SNPs for association analysis were collected from the COX-2 gene and 5 kb up- and downstream of it. There were 19 SNPs available for analysis, four genotyped and fifteen imputed. Genotype data was available for 2442 individuals participating in the Cardiovascular Risk in Young Finns Study. Genotype imputation was performed using MACH 1.0 and HapMap II CEU (release 22) samples as reference. Association analysis was performed using linear regression with an additive model. PLINK was used for true genotyped SNPs and ProbABEL for imputed genotype dosages. False discovery rate was used to take into account multiple testing bias.

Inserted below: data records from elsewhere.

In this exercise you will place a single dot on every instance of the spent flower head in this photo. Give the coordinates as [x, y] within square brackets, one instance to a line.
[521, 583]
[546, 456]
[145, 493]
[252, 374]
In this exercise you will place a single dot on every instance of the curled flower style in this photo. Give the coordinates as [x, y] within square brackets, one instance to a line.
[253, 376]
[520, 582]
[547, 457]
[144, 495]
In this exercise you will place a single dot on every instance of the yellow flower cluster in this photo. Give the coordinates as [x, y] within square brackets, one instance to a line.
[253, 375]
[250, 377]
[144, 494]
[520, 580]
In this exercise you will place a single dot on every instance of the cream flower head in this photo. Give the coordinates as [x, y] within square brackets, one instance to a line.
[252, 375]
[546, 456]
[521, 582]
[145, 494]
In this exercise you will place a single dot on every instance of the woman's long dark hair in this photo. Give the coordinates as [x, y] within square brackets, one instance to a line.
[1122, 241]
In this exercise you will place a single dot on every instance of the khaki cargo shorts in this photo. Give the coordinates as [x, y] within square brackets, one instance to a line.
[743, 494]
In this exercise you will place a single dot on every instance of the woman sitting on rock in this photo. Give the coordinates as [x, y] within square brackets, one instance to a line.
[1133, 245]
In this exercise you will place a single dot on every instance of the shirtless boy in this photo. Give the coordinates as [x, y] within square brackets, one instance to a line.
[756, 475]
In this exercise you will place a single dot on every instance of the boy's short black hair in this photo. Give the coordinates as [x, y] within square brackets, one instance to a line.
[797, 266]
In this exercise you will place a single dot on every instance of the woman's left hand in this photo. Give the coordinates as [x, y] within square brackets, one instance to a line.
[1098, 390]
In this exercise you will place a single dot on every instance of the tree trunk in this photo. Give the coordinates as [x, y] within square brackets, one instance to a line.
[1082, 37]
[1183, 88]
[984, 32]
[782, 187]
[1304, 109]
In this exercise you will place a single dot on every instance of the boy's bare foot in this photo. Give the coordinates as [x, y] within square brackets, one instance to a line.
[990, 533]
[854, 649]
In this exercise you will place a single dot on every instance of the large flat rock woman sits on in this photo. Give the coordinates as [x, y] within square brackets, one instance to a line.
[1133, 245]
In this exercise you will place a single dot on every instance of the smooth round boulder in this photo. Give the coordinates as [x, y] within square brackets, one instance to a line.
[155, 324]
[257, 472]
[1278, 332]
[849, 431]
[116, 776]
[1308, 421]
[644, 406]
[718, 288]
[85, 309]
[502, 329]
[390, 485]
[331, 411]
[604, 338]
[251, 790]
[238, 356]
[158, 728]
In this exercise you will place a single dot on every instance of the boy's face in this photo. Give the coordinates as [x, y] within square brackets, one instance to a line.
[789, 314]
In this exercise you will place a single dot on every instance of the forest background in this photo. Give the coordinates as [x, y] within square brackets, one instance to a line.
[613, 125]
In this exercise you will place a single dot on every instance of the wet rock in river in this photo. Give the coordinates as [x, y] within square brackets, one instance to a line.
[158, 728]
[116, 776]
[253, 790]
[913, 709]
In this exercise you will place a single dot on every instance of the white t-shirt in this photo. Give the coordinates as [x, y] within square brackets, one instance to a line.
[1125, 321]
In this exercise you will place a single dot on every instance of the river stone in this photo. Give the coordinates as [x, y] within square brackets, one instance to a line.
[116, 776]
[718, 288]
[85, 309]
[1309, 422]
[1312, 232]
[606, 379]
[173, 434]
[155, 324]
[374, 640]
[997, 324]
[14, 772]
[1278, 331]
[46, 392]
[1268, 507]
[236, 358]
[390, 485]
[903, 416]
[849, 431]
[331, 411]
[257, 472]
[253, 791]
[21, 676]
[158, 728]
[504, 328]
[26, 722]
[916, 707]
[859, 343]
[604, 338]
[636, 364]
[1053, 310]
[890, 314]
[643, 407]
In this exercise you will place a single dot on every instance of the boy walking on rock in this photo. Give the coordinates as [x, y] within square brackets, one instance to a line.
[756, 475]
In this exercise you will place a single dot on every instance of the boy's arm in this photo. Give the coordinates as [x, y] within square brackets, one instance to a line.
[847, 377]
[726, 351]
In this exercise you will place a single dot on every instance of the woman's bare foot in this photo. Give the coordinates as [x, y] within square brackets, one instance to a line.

Two of the COX-2 variants (rs689470, rs689462) associated with distensibility (p = 0.005) under the linear regression additive model. After adjustment with gender, age, body mass index and smoking status, association between these SNPs and distensibility remained significant (p = 0.031). Subjects carrying the minor alleles had higher value of carotid artery distensibility compared to the major allele homozygotes. However, after correcting p-values for multiple testing bias using false discovery rate, association was lost. Another COX-2 variant rs4648261 associated with mean carotid intima-media thickness (p = 0.046) and maximal carotid intima-media thickness (p = 0.048) in the linear regression model. Subjects carrying the minor allele of rs4648261 had lower values of mean and maximal carotid intima-media thickness compared to subjects homozygote for major allele. After adjustments the associations were lost with both mean and maximal carotid intima-media thickness. Thus, no statistically significant associations of the studied COX-2 variants with carotid artery distensibility or carotid intima-media thickness were found.
Our results suggest that in a Finnish population, there are no significant associations between COX-2 variants and early atherosclerotic changes in young adulthood.